In [5]:
import os

os.environ["LANGCHAIN_API_KEY"] = os.getenv("LANGCHAIN_API_KEY")
os.environ["LANGCHAIN_TRACING_V2"] = os.getenv("LANGCHAIN_TRACING_V2")

## Data Ingestion

In [2]:
from langchain_community.document_loaders import TextLoader

In [4]:
loader = TextLoader('speech.txt')
text_documents = loader.load()

[Document(page_content='They shall be My Hammer, the sword in My hand, the gauntlet about My fist, the bane of My foes and woes of the treacherous. When no others may stand beside them, they shall fight. Only the greatest shall enter their ranks, for unto them do I entrust stewardship over the Gates of Hell.\n\n"Statistically, you will almost certainly die when assaulting a well-maintained fortress with a competent commander. You must strive to make your death useful. "\n\n"Enemies of the Imperium, hear me. You have come here to die. The Immortal Emperor is with us and we are invincible. His soldiers will strike you down. His war machines will crush you under their treads. His mighty guns will bring the very sky crashing down upon you. You cannot win. The Emperor has given us his greatest weapon to wield. So make yourselves ready. We are the First Kronus Regiment, and today is our Victory Day. "\n\n"We hold them here or we fight them on the hallowed ground of Terra itself. I for one wo

In [6]:
# Reading from the web
from langchain_community.document_loaders import WebBaseLoader
import bs4

In [14]:
# Load, chunk and index the content of the html page
loader = WebBaseLoader(web_paths=("https://lilianweng.github.io/posts/2023-06-23-agent/",),
                       bs_kwargs=dict(parse_only=bs4.SoupStrainer(
                           class_=("post-title","post-content","post-header")
                       )))

In [15]:
text_documents = loader.load()

In [18]:
# Read from pdf
from langchain_community.document_loaders import PyPDFLoader

In [20]:
loader = PyPDFLoader("attention.pdf")
text_documents = loader.load()

## Transform text (chunking)

In [22]:
from langchain.text_splitter import RecursiveCharacterTextSplitter


In [25]:
text_splitter = RecursiveCharacterTextSplitter(chunk_size=1000, chunk_overlap=200)
documents = text_splitter.split_documents(text_documents)

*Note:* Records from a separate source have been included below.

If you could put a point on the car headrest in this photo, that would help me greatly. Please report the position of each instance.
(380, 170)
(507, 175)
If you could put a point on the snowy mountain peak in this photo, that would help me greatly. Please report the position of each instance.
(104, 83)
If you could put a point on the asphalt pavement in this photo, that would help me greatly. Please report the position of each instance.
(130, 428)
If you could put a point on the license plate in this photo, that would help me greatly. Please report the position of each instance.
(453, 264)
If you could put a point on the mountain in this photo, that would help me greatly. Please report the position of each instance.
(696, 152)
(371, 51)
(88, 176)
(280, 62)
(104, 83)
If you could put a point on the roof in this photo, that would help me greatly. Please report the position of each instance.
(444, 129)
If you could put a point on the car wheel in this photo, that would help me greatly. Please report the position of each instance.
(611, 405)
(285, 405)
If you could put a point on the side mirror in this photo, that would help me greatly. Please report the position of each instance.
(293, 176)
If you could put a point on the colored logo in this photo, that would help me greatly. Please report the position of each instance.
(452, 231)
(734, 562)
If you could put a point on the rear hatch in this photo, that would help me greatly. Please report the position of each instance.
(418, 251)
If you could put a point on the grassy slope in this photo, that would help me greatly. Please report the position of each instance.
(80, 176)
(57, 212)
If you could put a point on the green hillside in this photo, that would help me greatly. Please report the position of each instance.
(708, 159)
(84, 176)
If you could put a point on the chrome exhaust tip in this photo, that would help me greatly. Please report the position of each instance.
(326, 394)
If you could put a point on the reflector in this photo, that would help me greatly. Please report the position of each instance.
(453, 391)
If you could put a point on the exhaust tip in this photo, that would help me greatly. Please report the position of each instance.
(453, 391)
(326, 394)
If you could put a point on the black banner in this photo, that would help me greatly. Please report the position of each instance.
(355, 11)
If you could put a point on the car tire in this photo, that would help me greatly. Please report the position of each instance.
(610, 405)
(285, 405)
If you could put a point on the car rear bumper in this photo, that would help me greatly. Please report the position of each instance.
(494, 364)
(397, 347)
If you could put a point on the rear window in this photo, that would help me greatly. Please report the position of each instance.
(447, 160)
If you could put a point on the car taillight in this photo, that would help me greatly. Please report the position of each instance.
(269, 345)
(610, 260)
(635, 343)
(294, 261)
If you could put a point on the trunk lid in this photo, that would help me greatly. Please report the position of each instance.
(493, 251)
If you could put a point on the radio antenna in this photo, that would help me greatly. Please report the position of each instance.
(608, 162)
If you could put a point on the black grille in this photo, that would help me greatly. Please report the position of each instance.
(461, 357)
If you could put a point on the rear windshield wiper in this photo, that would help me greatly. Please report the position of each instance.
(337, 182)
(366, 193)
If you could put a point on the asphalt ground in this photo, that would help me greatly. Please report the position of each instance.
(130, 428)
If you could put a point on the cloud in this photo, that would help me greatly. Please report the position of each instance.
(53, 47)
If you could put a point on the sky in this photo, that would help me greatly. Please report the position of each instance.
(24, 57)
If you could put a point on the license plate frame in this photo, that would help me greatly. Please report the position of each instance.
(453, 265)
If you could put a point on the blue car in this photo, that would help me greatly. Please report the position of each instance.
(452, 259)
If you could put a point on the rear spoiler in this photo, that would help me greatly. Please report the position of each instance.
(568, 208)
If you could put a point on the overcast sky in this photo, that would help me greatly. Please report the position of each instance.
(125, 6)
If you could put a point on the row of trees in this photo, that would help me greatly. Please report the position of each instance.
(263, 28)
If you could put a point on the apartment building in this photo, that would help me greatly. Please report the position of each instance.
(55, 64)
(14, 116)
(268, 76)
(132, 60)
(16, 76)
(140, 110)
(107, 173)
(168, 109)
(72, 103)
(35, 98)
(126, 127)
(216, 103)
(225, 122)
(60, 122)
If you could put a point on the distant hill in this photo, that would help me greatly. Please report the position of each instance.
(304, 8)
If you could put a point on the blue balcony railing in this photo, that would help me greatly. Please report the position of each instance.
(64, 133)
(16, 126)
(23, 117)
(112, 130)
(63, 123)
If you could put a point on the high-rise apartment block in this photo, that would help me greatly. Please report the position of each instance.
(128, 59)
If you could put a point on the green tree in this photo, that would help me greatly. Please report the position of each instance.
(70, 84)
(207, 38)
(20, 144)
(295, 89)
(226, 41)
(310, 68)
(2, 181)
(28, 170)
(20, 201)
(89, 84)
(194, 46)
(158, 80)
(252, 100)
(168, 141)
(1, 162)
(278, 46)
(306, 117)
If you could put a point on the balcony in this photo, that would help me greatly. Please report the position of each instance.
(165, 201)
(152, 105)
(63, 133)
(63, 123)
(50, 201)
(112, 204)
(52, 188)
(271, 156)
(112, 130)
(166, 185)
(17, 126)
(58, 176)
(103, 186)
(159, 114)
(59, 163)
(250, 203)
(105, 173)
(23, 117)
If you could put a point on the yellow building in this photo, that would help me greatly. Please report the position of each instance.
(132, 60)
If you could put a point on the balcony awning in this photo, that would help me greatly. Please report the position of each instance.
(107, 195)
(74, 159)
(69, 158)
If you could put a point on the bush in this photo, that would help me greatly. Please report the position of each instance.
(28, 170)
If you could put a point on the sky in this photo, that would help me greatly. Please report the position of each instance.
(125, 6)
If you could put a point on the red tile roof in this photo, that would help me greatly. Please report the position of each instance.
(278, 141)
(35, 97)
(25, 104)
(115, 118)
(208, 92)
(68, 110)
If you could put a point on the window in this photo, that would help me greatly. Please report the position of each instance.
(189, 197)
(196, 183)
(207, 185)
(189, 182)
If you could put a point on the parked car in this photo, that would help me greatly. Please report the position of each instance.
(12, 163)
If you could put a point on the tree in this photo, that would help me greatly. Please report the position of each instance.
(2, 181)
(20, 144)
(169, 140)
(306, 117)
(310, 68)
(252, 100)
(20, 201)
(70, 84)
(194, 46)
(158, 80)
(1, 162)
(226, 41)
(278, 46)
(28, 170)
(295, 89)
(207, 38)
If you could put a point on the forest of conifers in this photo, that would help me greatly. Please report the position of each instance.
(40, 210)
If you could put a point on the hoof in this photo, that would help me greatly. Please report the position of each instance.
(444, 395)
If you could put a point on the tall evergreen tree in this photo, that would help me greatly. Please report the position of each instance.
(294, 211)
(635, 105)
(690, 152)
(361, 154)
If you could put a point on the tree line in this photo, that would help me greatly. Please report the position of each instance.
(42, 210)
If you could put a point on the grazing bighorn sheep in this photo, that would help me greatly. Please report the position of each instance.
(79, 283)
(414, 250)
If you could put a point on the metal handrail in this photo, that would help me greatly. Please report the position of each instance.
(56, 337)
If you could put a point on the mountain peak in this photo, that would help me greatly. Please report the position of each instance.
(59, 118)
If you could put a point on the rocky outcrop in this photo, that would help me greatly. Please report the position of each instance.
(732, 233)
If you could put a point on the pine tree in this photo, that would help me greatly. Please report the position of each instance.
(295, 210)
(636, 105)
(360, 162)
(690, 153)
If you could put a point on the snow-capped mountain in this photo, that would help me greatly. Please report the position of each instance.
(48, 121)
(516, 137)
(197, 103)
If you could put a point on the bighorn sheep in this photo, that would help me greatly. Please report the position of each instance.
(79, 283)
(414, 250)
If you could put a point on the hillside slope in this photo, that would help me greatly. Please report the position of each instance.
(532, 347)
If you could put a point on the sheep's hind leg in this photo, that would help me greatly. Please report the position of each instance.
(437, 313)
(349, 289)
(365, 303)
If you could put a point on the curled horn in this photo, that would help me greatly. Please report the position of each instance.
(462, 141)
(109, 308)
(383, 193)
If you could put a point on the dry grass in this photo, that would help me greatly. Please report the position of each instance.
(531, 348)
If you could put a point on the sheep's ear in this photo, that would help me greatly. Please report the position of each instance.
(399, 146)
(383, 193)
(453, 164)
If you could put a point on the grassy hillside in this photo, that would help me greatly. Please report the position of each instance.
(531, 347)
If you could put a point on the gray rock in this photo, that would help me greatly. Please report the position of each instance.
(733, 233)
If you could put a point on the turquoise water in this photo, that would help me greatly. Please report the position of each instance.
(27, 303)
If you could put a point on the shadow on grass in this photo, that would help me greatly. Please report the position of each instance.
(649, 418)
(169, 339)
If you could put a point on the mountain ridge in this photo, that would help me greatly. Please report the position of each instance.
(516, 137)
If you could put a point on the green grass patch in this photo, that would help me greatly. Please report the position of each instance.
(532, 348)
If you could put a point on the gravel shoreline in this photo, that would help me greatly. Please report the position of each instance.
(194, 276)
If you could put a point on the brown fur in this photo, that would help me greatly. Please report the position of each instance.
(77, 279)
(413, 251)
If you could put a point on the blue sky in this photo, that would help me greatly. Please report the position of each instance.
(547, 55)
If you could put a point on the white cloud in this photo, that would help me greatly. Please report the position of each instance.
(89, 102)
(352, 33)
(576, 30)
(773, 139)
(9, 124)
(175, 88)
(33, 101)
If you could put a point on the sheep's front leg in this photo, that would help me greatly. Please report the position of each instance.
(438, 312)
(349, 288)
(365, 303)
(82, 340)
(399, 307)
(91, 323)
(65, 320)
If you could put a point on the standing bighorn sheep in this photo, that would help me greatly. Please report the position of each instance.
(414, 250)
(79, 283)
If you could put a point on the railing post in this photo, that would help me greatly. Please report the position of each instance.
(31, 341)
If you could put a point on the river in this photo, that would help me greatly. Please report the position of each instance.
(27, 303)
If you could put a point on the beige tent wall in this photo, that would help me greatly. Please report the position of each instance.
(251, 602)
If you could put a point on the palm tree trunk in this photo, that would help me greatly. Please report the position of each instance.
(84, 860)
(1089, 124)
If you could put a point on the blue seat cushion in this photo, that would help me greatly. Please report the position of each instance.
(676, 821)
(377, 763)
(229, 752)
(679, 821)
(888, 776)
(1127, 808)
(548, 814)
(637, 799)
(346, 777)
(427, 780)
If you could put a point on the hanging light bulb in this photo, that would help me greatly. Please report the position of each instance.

## Vector embeddings and Vector store

In [28]:
from langchain_community.embeddings import OllamaEmbeddings
from langchain_community.vectorstores import Chroma

In [33]:
db = Chroma.from_documents(documents[:5], OllamaEmbeddings(model="tinydolphin"))

In [34]:
## Vector database
query = "Who are the authors of the attention is all you need paper"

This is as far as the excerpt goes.